Die Aufheiterer in der Krise

von Redaktion

VON BEATRICE OSSBERGER

München – Claus-Peter Damitz mag Seifenblasen seit seiner Kindheit. Wie nützlich sie sein können, hat der 60-Jährige aber erst in den vergangenen Wochen festgestellt. „Mit Seifenblasen können wir auch auf die Entfernung wunderbar schillernde Geschenke machen“, sagt er. Und so stand der Klinik-Clown vor Kurzem mit seiner Spiel-Partnerin vor einem Münchner Heim für Behinderte, und pustete riesige, bunte Seifenblasen in den Himmel, während die Bewohner und die Pfleger auf den Balkonen standen und zusahen. „Es hat uns sehr berührt, dass sich alle so gefreut haben“, sagt Damitz.

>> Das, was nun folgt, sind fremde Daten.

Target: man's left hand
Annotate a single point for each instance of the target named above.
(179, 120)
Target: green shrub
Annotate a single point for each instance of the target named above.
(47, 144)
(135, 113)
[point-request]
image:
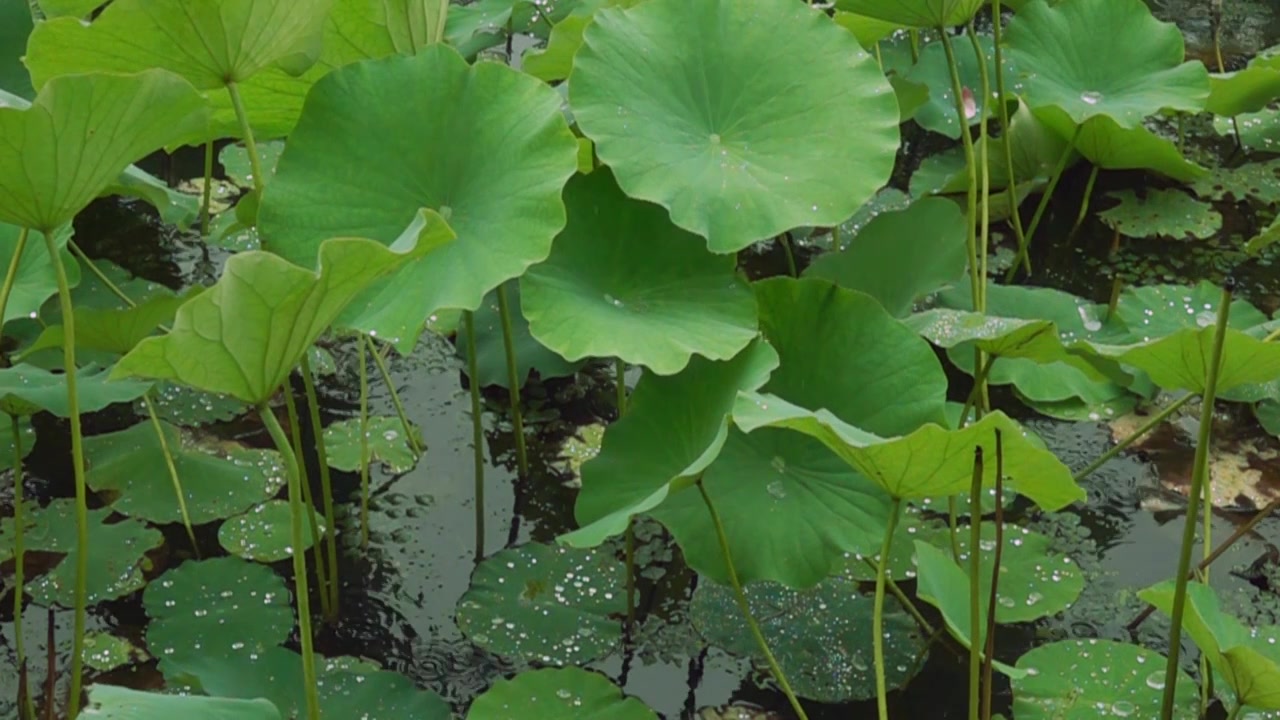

Seit fünf Jahren besucht der Schauspieler und Synchronsprecher als Professor Baldur Bommel Alten- und Pflegeheime in Bayern. Es ist eine Arbeit, die sehr von der körperlichen Nähe lebt, erzählt er. „Wir umarmen die Bewohner, halten Hände, streicheln Wangen. Wir sind zum Lachen da, aber wir sind auch eine Schulter, an der sich die Menschen ausweinen oder ausschimpfen dürfen.“ All das ist seit Mitte März nicht mehr möglich. Das Besuchsverbot in Kliniken, Alten- und Pflegeheimen, das im Zuge der Corona-Pandemie erlassen wurde, gilt auch für Klinik-Clowns. Auch jetzt, da die Beschränkungen etwas gelockert werden, dürfen die 67 Klinikclowns in Bayern weder Kinder- oder Palliativstationen noch Seniorenheime betreten.

„Das Besuchsverbot war anfangs ein Schock“, sagt Peter Spiel, künstlerischer Leiter des Vereins der Klinikclowns. „Aber wir haben schnell entschieden, dass wir uns von Corona nicht geschlagen geben werden.“ In ganz Bayern lassen sich die Clowns viel einfallen, um Kindern auf der Krebsstation und Senioren im Pflegeheim auch weiterhin nahe sein zu können. Sie pflanzen Luftballon-Blumen in die Gartenanlage, geben fröhliche Hinterhofkonzerte, sie schicken lustige Videobotschaften und Postkarten.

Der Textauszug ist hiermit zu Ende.